Szanowny Panie Prezydencie,
Chcąc nie chcąc jest Pan na politycznej szachownicy i w dodatku figurą arcyważną. Dobrze, że sobie Pan o tym przypomniał. Lecz w szachach nie można być królem czarno-białym. Bo w szachach taka figura nie byłaby wspólna, lecz od razu stałaby się celem jednej i drugiej armii. I tak jest niestety w polityce, a zwłaszcza w tej z naszego odwiecznie spolaryzowanego dwubiegunowo kraju. Nie może Pan rządzić w myśl: "Panu Bogu świeczke, a diabłu ogarek". To się nie uda. Nie ma woli by się udało. Dlatego skoro podjął Pan krok w jedną stronę i poparł Pan suwerena (brawo!), to pora zrobić i ten drugi krok i całkowicie go poprzeć. Nikogo nie zadowoli bowiem remis. Zwolennicy rządu będą mieli Pana za zdrajcę, opozycja za słabeusza któremu zabrakło siły woli. O ile Pana intencje są szczere i faktycznie sprzeciwia się Pan zapędom PiS-u, a nie jest Pan straceńczym elementem królewskiego gambitu Jarosława Kaczyńskiego (w takim przypadku - pora się zacząć żegnać).

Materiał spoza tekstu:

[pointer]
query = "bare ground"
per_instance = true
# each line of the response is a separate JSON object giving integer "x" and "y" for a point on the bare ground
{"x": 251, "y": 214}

Zawetował Pan dwie ustawy, więc czemu nie trzecią? Skoro kieruje się Pan pewną logiką i widzi Pan, że to nie jest reforma sądów o której marzy suweren, to trzeba jasno wyrazić ten sprzeciw. Trzecie weto to powinna być formalność i proszę tak uczynić. Wszystkie ustawy były pisane na jedno kopyto (w dodatku na kolanie i z błędami). I dobrze Pan wie, że Zbigniew Ziobro nie nadaje się na reformatora. Skąd więc ten opór przed trzecim weto? Panie Andrzeju, Pan się nie boi...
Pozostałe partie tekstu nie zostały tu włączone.